Sur le plan budgétaire, s’il est vrai que le bas niveau de la dette publique est un facteur stabilisant, la conjoncture présente nécessite un nouvel effort d’austérité, réduisant, en vue de ralentir la surchauffe, la consommation publique et retardant encore divers investissements publics. La préparation du budget 2007 devra s’inscrire dans cette perspective restrictive, et les baisses d’impôt prévues sont discutables, si la pression de la demande reste vive. Pour le FMI, il convient de continuer à fixer des règles permettant d’utiliser l’arme budgétaire dans la lutte contre les fluctuations, avec une vue prévisionnelle comme le permettent l’introduction récente d’une dose de « pluriannualité » et diverses décisions à prendre.

La politique monétaire demande également à être resserrée. Même si la hausse des logements se modère, les prix des produits importés augmentent, comme ceux de divers produits locaux. Des hausses de salaires en fin d’année seraient préjudiciables. La politique d’augmentation des taux d’intérêt pratiquée par la Banque centrale commence à porter ses fruits et devra sans doute être poursuivie.

Sur le plan financier, des risques existent du fait de la trop rapide croissance des opérations bancaires. Les établissements en sont conscients et vont redoubler de prudence, et donner plus de transparence à leurs activités. Les autorités, et notamment l’Autorité de Surveillance Financière, ont un rôle important à jouer dans la surveillance de la profession.

Le Fonds de financement du logement, qui a ces dernières années pratiqué une concurrence acharnée et malsaine avec les banques pour le financement de l’habitat, est à réformer très rapidement : privatisation et réduction de ses activités offrent des pistes d’action.  

 

SOCIÉTÉ 

1) Le développement de la société de l’information en Islande

Le 27 avril, Madame Valgerdur Sverrisdottir, Ministre de l’industrie et du commerce, a ouvert le colloque « Iceweb 2006 » ayant pour thème le développement de la société de l’information en Islande. Elle s’est tout d’abord félicitée des progrès réalisés par son pays dans ce domaine (accès aux ordinateurs et à l’Internet) : l’île se classe ainsi en 2005-2006 au quatrième rang mondial, selon le classement du Forum Économique Mondial (WEF). Toutefois, comme le prouve l’étude récente d’un consultant spécialisé, beaucoup reste à faire, notamment en ce qui concerne les sites Internet des administrations publiques (nationales et locales). Surtout, grâce à une amélioration de leur « interactivité », les communications entre services publics et usagers doivent être plus largement assurées via Internet, sans que les fonctionnaires soient, pour autant, dispensés d’assister les citoyens dans leurs démarches.

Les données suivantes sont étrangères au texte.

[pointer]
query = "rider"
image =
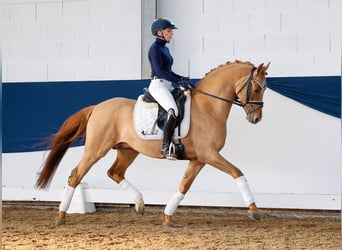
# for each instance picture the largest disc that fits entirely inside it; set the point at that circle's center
(162, 78)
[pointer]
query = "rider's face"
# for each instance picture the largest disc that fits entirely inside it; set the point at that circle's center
(167, 34)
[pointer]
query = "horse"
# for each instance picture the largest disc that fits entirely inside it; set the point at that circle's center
(109, 125)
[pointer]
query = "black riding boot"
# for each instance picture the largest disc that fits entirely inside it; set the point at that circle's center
(166, 151)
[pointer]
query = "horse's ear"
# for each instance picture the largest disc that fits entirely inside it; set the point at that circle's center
(262, 69)
(266, 66)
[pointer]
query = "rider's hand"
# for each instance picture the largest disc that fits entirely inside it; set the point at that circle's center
(185, 83)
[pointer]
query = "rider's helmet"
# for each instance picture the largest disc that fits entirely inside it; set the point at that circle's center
(161, 24)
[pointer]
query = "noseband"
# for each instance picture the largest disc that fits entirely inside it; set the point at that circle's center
(237, 101)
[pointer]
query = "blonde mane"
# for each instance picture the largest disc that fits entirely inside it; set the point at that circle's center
(228, 63)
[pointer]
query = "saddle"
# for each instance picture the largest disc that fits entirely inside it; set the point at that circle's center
(179, 98)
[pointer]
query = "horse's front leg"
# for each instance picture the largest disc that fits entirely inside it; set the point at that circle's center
(190, 174)
(217, 161)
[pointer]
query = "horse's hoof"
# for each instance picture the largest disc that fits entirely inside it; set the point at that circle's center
(59, 221)
(140, 207)
(254, 215)
(168, 225)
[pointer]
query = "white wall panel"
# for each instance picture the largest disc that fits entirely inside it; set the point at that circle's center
(280, 44)
(235, 24)
(49, 30)
(49, 12)
(280, 5)
(249, 45)
(313, 43)
(20, 13)
(62, 71)
(242, 6)
(262, 22)
(33, 32)
(76, 10)
(23, 71)
(312, 4)
(218, 7)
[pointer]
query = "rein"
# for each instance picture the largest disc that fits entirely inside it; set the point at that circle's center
(237, 101)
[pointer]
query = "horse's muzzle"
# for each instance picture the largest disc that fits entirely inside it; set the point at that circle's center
(252, 118)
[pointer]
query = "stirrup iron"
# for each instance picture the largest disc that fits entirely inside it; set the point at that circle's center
(171, 154)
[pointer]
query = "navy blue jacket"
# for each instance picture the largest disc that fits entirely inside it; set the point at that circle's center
(161, 62)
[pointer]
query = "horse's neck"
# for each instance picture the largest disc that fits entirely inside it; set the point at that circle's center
(220, 83)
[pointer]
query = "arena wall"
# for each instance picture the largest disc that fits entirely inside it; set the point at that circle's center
(292, 158)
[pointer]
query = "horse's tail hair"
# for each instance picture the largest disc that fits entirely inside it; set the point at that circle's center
(73, 128)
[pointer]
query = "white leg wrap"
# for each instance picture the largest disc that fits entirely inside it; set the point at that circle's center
(244, 189)
(173, 203)
(131, 190)
(65, 203)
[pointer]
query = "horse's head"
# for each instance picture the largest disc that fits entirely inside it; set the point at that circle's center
(251, 92)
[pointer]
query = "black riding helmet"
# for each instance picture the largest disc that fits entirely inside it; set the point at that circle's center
(161, 24)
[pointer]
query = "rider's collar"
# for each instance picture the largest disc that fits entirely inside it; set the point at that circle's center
(160, 41)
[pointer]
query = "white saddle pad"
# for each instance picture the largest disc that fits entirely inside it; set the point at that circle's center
(145, 120)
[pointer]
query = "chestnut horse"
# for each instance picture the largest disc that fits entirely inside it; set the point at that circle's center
(109, 125)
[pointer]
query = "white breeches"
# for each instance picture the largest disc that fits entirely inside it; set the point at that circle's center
(161, 89)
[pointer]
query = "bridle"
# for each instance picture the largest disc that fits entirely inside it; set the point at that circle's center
(237, 101)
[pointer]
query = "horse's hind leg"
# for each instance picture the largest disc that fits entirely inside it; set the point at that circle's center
(87, 161)
(117, 173)
(190, 174)
(217, 161)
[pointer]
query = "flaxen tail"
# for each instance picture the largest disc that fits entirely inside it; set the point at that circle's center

En application du programme gouvernemental sur la société de l’information pour les années 2004-2007, un portail général va être proposé au public (particuliers, entreprises), qui facilitera tous les contacts et relations entre ce dernier et l’Administration dans les domaines les plus variés. La première version de ce portail (Island.is) est annoncée avant la fin de 2006.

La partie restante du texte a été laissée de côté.